I'm looking into integrating a validation framework to an existing PySpark project. There are a lot of examples how to configure Great Expectations using JSON/YAML files in official documentation. However, in my case table schemas are defined as Python classes and I'm aiming to keep the validation definitions in these classes.
When playing around, I noticed this kind of pattern can be used to validate single expectations without any config files:
spark = SparkSession.builder.master("local[*]").getOrCreate()
df = spark.createDataFrame([
Row(x=1, y="foo"),
Row(x=2, y=None),
])
ds = SparkDFDataset(df)
expectation: ExpectationValidationResult = ds.expect_column_values_to_not_be_null("y")
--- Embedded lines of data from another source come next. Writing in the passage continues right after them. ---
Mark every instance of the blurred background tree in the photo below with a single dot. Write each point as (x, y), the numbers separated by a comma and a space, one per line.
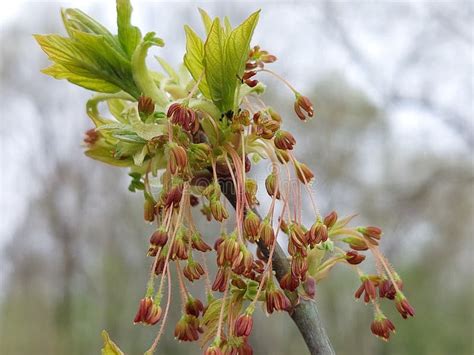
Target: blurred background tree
(392, 141)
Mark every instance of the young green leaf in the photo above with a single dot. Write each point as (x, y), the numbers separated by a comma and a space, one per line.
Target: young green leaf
(194, 59)
(216, 71)
(110, 348)
(142, 75)
(238, 44)
(128, 35)
(206, 20)
(88, 60)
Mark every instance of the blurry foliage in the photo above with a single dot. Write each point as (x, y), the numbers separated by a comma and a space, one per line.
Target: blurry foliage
(53, 300)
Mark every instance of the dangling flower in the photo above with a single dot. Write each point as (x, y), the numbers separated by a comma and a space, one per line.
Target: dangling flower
(372, 234)
(271, 185)
(148, 312)
(193, 306)
(354, 257)
(199, 244)
(178, 158)
(330, 220)
(403, 307)
(382, 326)
(146, 106)
(187, 328)
(243, 325)
(284, 140)
(159, 237)
(304, 174)
(303, 107)
(266, 234)
(221, 280)
(367, 288)
(193, 270)
(182, 115)
(251, 226)
(149, 210)
(387, 289)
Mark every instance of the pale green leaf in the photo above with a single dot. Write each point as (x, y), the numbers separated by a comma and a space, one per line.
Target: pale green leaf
(216, 71)
(110, 348)
(194, 59)
(238, 45)
(142, 75)
(128, 35)
(168, 69)
(88, 56)
(140, 156)
(146, 131)
(206, 20)
(58, 71)
(116, 108)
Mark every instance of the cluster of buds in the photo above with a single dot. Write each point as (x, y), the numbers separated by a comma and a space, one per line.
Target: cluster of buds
(191, 141)
(303, 107)
(148, 313)
(183, 116)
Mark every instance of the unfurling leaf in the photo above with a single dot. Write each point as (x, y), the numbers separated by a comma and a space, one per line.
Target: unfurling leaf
(128, 35)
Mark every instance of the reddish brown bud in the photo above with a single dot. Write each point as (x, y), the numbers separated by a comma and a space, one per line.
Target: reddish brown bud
(149, 211)
(187, 328)
(248, 74)
(179, 248)
(193, 307)
(148, 312)
(159, 237)
(304, 174)
(174, 195)
(213, 350)
(403, 307)
(199, 244)
(243, 325)
(354, 257)
(251, 191)
(276, 300)
(303, 107)
(299, 266)
(182, 116)
(297, 236)
(387, 289)
(146, 105)
(271, 185)
(282, 155)
(221, 280)
(193, 271)
(218, 210)
(382, 327)
(309, 286)
(193, 200)
(330, 219)
(373, 234)
(251, 226)
(267, 235)
(284, 140)
(318, 233)
(178, 158)
(367, 288)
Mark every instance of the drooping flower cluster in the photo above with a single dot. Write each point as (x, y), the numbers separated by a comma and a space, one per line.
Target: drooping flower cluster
(191, 141)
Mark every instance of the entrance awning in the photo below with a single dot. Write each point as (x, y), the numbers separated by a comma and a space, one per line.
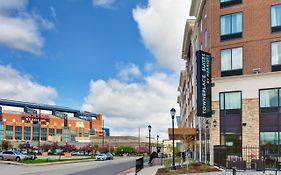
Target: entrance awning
(182, 133)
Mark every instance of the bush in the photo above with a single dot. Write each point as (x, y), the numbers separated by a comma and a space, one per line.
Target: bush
(121, 150)
(6, 145)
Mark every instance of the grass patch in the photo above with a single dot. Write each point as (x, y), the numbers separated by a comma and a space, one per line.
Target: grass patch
(38, 161)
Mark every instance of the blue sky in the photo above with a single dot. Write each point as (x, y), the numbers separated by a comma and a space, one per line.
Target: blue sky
(105, 56)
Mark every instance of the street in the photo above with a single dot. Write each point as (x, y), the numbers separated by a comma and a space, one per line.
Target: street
(110, 167)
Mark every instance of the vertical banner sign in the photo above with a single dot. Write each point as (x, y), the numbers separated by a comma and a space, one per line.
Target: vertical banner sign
(204, 87)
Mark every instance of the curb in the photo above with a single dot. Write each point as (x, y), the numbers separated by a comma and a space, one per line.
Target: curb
(42, 164)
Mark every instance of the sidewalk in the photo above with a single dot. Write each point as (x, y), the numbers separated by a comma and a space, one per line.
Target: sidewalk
(149, 170)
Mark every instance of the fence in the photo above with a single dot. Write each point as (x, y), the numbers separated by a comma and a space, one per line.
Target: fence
(258, 158)
(139, 164)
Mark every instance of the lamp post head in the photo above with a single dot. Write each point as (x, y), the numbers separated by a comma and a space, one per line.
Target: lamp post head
(173, 113)
(149, 128)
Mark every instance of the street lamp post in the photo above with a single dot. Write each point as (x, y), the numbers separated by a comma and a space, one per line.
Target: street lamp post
(157, 144)
(173, 113)
(149, 130)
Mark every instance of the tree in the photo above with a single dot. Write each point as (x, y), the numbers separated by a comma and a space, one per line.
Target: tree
(6, 145)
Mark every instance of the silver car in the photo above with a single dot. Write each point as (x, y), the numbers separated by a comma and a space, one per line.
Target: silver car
(12, 155)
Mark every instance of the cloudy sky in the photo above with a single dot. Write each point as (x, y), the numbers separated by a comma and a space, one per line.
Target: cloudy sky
(120, 58)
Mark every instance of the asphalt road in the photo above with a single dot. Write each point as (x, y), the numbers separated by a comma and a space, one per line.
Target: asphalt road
(110, 167)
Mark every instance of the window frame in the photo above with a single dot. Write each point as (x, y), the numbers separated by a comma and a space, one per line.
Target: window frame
(275, 29)
(232, 36)
(230, 3)
(232, 72)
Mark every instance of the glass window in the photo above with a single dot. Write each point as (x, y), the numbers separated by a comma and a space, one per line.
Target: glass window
(269, 98)
(73, 135)
(230, 100)
(206, 39)
(51, 131)
(18, 132)
(80, 132)
(35, 132)
(1, 130)
(276, 53)
(231, 59)
(268, 138)
(9, 132)
(231, 24)
(26, 133)
(66, 134)
(276, 16)
(43, 134)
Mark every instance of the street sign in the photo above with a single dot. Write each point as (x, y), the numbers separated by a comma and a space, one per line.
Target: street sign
(204, 84)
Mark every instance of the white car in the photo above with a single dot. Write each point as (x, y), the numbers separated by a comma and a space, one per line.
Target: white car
(100, 156)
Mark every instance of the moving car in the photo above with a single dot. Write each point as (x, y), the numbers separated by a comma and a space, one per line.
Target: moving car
(12, 155)
(101, 156)
(109, 156)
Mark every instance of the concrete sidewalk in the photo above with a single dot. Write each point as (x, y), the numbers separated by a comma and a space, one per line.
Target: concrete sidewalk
(149, 170)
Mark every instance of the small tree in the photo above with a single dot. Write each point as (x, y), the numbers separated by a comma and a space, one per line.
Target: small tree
(6, 145)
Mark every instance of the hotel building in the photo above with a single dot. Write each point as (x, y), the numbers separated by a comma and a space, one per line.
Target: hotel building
(244, 38)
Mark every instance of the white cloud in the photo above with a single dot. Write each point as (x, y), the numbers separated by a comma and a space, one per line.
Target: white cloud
(161, 24)
(104, 3)
(129, 106)
(16, 86)
(129, 72)
(21, 30)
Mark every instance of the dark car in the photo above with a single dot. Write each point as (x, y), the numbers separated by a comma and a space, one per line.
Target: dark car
(109, 156)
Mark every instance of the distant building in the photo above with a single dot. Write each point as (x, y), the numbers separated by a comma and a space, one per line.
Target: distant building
(107, 131)
(23, 121)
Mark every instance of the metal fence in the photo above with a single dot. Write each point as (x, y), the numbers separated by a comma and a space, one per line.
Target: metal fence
(259, 158)
(139, 164)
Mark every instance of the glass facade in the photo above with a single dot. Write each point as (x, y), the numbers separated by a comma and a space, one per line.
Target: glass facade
(9, 132)
(73, 135)
(66, 133)
(18, 132)
(35, 132)
(1, 130)
(231, 24)
(44, 134)
(276, 16)
(26, 133)
(231, 59)
(276, 53)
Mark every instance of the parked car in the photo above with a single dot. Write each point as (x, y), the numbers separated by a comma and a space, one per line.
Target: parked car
(12, 155)
(101, 156)
(109, 156)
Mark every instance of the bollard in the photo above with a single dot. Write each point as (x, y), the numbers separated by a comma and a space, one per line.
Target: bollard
(233, 171)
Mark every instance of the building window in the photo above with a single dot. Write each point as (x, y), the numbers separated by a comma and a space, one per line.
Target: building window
(35, 132)
(18, 133)
(276, 18)
(43, 134)
(26, 133)
(232, 61)
(66, 134)
(206, 39)
(269, 138)
(51, 131)
(227, 3)
(276, 56)
(59, 134)
(1, 130)
(269, 98)
(73, 135)
(80, 132)
(86, 134)
(231, 26)
(9, 132)
(230, 100)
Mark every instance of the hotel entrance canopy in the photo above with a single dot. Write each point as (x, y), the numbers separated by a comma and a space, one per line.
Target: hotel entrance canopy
(182, 133)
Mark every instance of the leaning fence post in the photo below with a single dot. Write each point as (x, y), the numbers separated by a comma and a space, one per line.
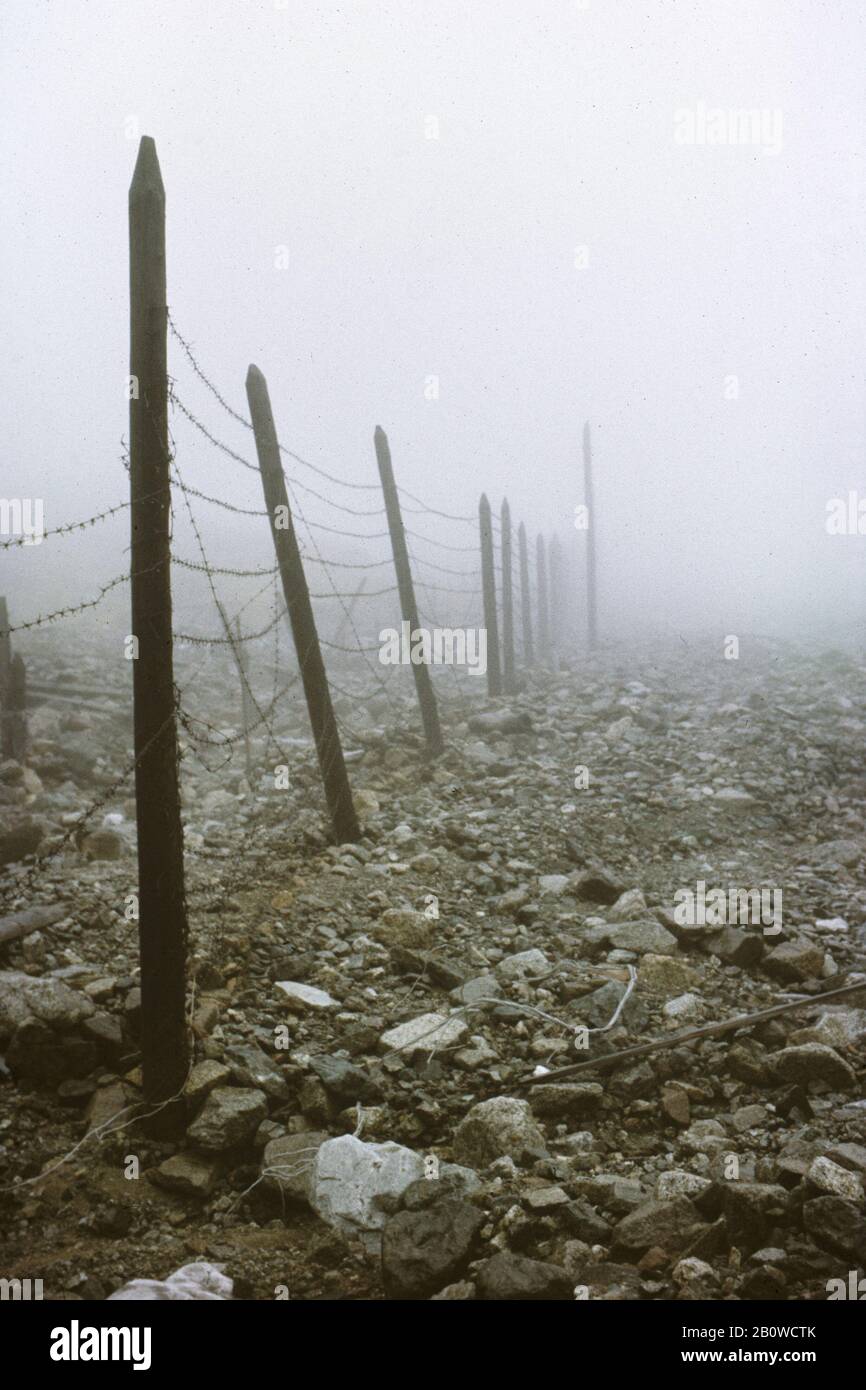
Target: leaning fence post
(508, 602)
(409, 608)
(157, 799)
(544, 619)
(526, 610)
(488, 588)
(591, 591)
(245, 702)
(6, 651)
(14, 712)
(338, 792)
(556, 598)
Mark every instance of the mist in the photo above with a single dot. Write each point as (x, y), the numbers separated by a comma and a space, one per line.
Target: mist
(477, 227)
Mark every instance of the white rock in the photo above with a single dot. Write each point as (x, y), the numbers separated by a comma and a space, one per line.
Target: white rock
(628, 906)
(830, 1178)
(526, 962)
(679, 1183)
(552, 884)
(683, 1008)
(427, 1033)
(193, 1282)
(302, 998)
(350, 1179)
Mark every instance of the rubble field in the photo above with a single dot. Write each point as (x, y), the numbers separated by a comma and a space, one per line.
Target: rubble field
(367, 1108)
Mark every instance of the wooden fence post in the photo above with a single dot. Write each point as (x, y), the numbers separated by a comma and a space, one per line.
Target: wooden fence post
(591, 577)
(160, 836)
(245, 704)
(556, 599)
(6, 649)
(488, 588)
(14, 712)
(508, 602)
(409, 608)
(338, 792)
(6, 674)
(544, 617)
(526, 603)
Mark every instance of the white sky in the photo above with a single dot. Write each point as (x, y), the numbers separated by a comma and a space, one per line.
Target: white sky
(305, 127)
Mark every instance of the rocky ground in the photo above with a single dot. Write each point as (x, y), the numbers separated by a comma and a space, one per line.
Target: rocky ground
(366, 1018)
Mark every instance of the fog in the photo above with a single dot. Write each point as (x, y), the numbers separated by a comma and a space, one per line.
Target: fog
(364, 196)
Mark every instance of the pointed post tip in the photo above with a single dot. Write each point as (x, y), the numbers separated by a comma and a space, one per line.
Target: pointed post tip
(146, 175)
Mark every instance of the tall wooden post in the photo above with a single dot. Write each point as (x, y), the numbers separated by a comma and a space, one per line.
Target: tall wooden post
(556, 598)
(526, 603)
(245, 704)
(6, 676)
(591, 577)
(13, 740)
(409, 608)
(508, 602)
(544, 617)
(338, 792)
(488, 590)
(160, 837)
(6, 651)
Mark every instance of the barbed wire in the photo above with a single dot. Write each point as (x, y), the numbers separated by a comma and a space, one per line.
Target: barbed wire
(67, 528)
(217, 569)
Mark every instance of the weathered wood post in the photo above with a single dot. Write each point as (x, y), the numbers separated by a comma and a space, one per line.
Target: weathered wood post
(508, 602)
(556, 599)
(488, 590)
(6, 674)
(526, 603)
(14, 712)
(245, 704)
(338, 792)
(544, 617)
(591, 577)
(346, 616)
(409, 608)
(157, 799)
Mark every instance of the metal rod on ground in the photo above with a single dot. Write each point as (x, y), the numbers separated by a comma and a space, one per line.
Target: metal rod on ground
(488, 588)
(245, 704)
(409, 608)
(160, 837)
(742, 1020)
(508, 602)
(526, 609)
(338, 792)
(544, 619)
(591, 577)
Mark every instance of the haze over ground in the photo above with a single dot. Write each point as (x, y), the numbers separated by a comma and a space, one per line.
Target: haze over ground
(492, 195)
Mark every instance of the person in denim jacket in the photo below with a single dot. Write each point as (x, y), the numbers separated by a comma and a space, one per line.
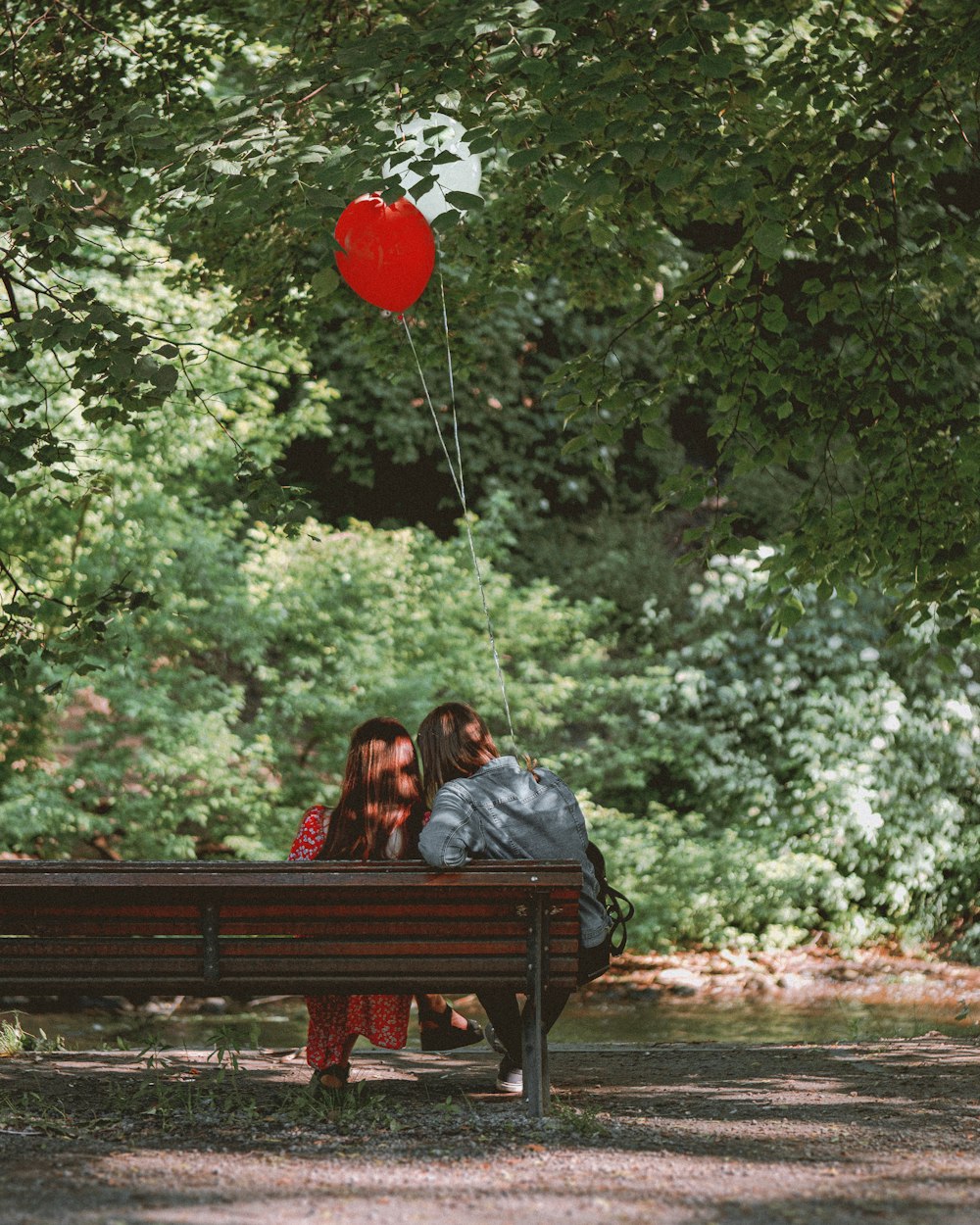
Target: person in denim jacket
(486, 807)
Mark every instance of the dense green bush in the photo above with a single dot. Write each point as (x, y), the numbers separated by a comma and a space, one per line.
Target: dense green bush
(832, 772)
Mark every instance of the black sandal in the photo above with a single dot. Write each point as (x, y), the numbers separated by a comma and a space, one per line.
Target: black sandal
(341, 1073)
(439, 1033)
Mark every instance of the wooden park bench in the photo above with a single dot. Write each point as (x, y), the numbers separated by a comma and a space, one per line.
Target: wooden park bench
(246, 930)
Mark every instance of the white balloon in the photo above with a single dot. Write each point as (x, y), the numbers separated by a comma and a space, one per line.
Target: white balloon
(425, 138)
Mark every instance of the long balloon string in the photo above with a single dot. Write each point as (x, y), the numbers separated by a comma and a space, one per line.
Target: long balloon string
(456, 473)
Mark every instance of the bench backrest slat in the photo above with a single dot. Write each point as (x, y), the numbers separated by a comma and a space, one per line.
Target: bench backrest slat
(258, 929)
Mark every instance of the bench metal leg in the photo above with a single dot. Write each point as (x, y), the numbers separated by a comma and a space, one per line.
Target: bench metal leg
(537, 1091)
(210, 951)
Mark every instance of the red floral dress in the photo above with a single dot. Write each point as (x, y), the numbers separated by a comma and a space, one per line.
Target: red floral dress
(381, 1019)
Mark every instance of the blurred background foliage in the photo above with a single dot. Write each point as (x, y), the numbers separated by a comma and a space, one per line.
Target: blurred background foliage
(226, 534)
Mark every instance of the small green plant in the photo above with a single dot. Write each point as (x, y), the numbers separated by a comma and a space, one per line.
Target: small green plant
(16, 1040)
(581, 1121)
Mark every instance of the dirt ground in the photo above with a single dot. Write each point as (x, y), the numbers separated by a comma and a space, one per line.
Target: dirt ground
(662, 1133)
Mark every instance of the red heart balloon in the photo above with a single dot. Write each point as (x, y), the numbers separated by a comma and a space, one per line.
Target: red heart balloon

print(expectation.success)
where expectation.success
is either False
or True
. However, I'm aiming to build expectation suites and generating reports using programmatic configuration but can't find any references how to do it. This is what I tried to hack but it leads to a runtime exception:
ds.append_expectation(ExpectationConfiguration(
expectation_type="expect_column_values_to_not_be_null",
kwargs={'column': 'y', 'result_format': 'BASIC'},
))
engine = SparkDFExecutionEngine(
force_reuse_spark_context=True,
)
validator = Validator(
execution_engine=engine,
expectation_suite=ds.get_expectation_suite(),
)
res = validator.validate()
Any pointers on how to configure Great Expectations without config files (or minimal files) are highly appreciated!